Convert 0.625 to a fraction in lowest terms.

To convert the decimal 0.625 to a fraction in its lowest terms, follow these steps: 1. **Express the decimal as a fraction**: \[ 0.625 = \frac{625}{1000} \] 2. **Simplify the fraction**: - Find the greatest common divisor (GCD) of 625 and 1000. - The prime factorization of 625 is \(5^4\). - The prime factorization of 1000 is \(2^3 \times 5^3\). - The GCD is the product of the lowest powers of common prime factors, which is \(5^3 = 125\). 3. **Divide both the numerator and the denominator by the GCD**: \[ \frac{625 \div 125}{1000 \div 125} = \frac{5}{8} \] So, 0.625 as a fraction in its lowest terms is \(\frac{5}{8}\).

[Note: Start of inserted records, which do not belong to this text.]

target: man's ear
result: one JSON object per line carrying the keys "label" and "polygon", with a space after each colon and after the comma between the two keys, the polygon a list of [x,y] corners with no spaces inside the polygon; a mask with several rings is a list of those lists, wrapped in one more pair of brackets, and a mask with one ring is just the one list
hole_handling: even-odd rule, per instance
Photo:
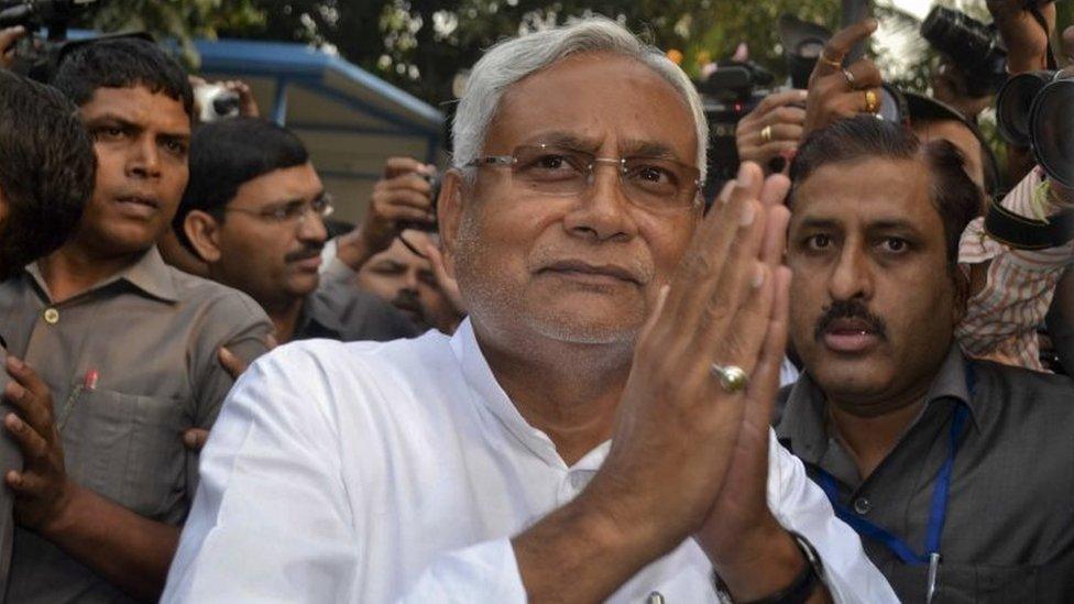
{"label": "man's ear", "polygon": [[[975,265],[976,266],[976,265]],[[966,317],[969,307],[969,298],[973,296],[971,275],[968,271],[963,271],[962,266],[955,265],[950,268],[951,281],[954,283],[954,304],[952,305],[952,325],[957,326]]]}
{"label": "man's ear", "polygon": [[451,168],[443,174],[443,180],[440,184],[440,197],[437,198],[437,218],[440,227],[443,266],[452,278],[456,277],[456,243],[459,237],[459,226],[462,223],[462,193],[464,187],[462,173]]}
{"label": "man's ear", "polygon": [[201,260],[209,264],[220,260],[220,224],[210,213],[190,210],[183,219],[183,232]]}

To convert the decimal `0.625` to a fraction in its lowest terms, we can follow these steps: 1. Express the decimal as a fraction with a denominator that is a power of 10. 2. Simplify the fraction by finding the greatest common divisor (GCD) and dividing both the numerator and the denominator by this GCD. Here's how you can implement this in C#: ```csharp using System; public class DecimalToFractionConverter { public static void Main() { double decimalValue = 0.625; Fraction fraction = ConvertToFraction(decimalValue); Console.WriteLine($"{decimalValue} as a fraction is {fraction.Numerator}/{fraction.Denominator}"); } public static Fraction ConvertToFraction(double value) { // Find the numerator and denominator int numerator = (int)(value * 1000); // Since 0.625 has three decimal places int denominator = 1000; // Simplify the fraction by finding the GCD int gcd = GreatestCommonDivisor(numerator, denominator); return new Fraction(numerator / gcd, denominator / gcd); } private static int GreatestCommonDivisor(int a, int b) { while (b != 0) { int temp = b; b = a % b; a = temp; } return a; } } public struct Fraction { public int Numerator { get; } public int Denominator { get; } public Fraction(int numerator, int denominator) { if (denominator == 0) throw new ArgumentException("Denominator cannot be zero."); this.Numerator = numerator; this.Denominator = denominator; } public override string ToString() { return $"{Numerator}/{Denominator}"; } } ``` ### Explanation: 1. **ConvertToFraction Method**: - The method takes a `double` value and converts it to a fraction. - It multiplies the decimal by 1000 (since there are three decimal places in 0.625) and sets the denominator to 1000. - It then finds the greatest common divisor (GCD) of the numerator and denominator using the `GreatestCommonDivisor` method. - Finally, it returns a new `Fraction` object with the simplified numerator and denominator. 2. **GreatestCommonDivisor Method**: - This method uses the Euclidean algorithm to find the GCD of two integers. 3. **Fraction Struct**: - This struct represents a fraction with properties for the numerator and denominator. - It includes a constructor to initialize the fraction and an override of the `ToString` method to provide a readable string representation. This implementation ensures that the decimal is accurately converted to a fraction in its lowest terms.